Erstellt am 23. Februar 2016, 06:44

von Jutta Hahslinger

Ehefrau an Rand der Verzweiflung gebracht. Als Sachwalterin ihres Mannes beging 46-Jährige Fehler: Sie versorgte Familie, ohne sich Unterhalt bewilligen zu lassen.

Engagiert: Verteidigerin Ilse Grond erkämpfte für die mitgenommene Ehefrau einen Freispruch.  |  NOEN, Jutta Hahslinger
In guten wie in schlechten Zeiten: An dieses Eheversprechen habe sie sich gehalten, als ihr Mann schwer erkrankte und der Pflege bedurfte, beteuert eine 46-Jährige aus dem Bezirk Krems vor Gericht.

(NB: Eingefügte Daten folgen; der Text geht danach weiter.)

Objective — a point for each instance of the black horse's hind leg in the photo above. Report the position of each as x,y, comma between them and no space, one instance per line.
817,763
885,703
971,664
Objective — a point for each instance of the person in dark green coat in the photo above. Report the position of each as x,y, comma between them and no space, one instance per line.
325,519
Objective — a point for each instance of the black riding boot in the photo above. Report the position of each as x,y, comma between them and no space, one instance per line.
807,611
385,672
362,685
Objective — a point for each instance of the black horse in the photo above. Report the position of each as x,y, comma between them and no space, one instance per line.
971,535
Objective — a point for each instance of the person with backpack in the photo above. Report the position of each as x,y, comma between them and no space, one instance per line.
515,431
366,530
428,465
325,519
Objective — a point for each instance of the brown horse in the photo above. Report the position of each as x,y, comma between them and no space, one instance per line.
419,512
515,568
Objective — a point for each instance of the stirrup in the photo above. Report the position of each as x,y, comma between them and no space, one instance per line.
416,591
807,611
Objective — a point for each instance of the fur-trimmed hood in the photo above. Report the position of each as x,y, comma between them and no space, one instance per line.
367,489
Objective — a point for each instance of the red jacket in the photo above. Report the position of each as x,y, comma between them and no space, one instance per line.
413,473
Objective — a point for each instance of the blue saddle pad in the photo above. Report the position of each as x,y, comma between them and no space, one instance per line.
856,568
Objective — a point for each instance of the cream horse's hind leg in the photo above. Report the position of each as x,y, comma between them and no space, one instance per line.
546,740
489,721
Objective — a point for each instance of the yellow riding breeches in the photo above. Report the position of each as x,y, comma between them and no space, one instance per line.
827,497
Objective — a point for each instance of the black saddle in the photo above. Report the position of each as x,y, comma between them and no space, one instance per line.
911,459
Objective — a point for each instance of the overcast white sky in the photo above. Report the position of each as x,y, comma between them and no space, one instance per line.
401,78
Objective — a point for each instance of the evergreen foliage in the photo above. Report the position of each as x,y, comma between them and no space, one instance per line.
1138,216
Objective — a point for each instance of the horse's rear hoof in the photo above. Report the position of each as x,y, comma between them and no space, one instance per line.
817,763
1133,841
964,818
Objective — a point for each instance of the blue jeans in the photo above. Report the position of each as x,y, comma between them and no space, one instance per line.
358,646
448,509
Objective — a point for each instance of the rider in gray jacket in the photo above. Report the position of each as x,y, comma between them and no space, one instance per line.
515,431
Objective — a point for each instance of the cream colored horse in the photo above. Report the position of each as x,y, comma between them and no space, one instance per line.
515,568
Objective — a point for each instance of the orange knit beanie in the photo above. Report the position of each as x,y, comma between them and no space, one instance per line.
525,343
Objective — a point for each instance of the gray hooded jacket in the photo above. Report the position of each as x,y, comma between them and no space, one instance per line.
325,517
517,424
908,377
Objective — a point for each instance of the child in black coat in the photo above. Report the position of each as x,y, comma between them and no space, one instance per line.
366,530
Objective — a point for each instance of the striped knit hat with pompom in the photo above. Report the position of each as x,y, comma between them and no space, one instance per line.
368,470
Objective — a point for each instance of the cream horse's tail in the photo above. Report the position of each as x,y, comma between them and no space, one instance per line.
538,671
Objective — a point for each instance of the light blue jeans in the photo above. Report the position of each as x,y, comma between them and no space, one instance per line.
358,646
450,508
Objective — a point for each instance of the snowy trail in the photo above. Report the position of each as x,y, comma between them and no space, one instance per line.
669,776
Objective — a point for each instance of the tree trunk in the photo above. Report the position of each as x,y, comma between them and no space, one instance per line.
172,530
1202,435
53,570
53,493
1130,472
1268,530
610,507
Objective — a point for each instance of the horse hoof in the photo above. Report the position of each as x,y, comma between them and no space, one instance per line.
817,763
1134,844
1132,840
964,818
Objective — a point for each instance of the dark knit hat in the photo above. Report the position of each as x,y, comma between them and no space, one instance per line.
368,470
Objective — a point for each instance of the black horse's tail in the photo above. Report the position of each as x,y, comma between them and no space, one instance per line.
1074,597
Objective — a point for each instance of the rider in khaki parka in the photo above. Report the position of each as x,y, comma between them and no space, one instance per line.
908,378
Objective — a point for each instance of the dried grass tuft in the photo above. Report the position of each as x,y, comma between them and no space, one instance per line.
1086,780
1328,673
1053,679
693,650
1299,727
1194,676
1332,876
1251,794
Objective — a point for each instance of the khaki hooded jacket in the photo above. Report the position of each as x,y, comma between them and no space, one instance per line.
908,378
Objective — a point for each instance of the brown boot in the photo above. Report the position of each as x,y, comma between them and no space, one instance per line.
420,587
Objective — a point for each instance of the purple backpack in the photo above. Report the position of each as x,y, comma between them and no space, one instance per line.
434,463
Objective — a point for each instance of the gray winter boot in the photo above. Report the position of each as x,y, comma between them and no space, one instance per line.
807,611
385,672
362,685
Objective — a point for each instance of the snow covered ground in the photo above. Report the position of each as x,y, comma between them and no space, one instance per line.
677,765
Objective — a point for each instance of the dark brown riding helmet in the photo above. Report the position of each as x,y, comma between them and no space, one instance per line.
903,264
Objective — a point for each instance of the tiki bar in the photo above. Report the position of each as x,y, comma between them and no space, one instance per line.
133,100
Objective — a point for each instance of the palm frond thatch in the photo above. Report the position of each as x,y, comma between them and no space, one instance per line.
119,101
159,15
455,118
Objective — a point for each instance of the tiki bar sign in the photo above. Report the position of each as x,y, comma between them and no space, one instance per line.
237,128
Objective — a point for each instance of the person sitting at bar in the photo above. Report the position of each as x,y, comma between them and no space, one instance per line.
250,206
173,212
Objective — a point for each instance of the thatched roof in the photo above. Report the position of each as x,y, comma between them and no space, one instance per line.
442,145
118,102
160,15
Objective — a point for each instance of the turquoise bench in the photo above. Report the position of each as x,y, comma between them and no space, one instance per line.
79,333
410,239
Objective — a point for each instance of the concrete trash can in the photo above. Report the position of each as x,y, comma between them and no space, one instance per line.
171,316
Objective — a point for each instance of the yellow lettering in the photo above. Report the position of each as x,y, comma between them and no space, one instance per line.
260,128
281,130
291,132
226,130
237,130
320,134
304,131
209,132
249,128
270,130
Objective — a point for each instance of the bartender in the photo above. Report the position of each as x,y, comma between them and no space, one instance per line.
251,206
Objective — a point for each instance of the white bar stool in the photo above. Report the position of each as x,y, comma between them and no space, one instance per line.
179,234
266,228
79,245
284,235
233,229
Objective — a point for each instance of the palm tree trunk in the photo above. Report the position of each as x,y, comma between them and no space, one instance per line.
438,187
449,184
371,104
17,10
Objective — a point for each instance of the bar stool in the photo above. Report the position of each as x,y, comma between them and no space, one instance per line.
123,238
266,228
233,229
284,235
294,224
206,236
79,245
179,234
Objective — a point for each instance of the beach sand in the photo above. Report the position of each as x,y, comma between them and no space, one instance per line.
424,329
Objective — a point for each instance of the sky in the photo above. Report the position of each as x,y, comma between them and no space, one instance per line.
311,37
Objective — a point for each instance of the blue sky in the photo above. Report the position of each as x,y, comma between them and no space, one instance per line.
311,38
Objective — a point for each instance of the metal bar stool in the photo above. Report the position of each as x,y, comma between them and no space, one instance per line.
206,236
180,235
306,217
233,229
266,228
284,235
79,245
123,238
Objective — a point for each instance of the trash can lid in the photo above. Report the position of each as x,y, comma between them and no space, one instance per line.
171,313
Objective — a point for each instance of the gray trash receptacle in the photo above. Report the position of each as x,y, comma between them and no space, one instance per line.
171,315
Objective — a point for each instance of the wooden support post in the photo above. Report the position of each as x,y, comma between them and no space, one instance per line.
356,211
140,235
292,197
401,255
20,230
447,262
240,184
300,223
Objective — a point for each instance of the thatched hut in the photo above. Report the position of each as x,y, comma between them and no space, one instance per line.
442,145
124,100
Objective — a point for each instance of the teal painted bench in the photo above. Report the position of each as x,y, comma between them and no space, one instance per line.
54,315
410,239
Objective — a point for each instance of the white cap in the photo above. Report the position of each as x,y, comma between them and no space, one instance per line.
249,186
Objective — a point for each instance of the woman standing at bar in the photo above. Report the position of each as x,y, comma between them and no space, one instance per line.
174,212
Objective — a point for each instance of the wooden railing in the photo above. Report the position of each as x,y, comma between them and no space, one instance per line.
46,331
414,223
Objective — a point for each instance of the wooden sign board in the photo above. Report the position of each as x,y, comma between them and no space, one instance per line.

Der Untreue-Vorwurf des Staatsanwaltes, sie habe sich als Sachwalterin ihres demenzkranken Mannes an dessen Geld vergriffen, lässt die Beschuldigte erbleichen. „Ich wurde nicht Sachwalterin, um an Geld zu kommen“, sagt sie sichtlich betroffen und beteuert ihre Unschuld.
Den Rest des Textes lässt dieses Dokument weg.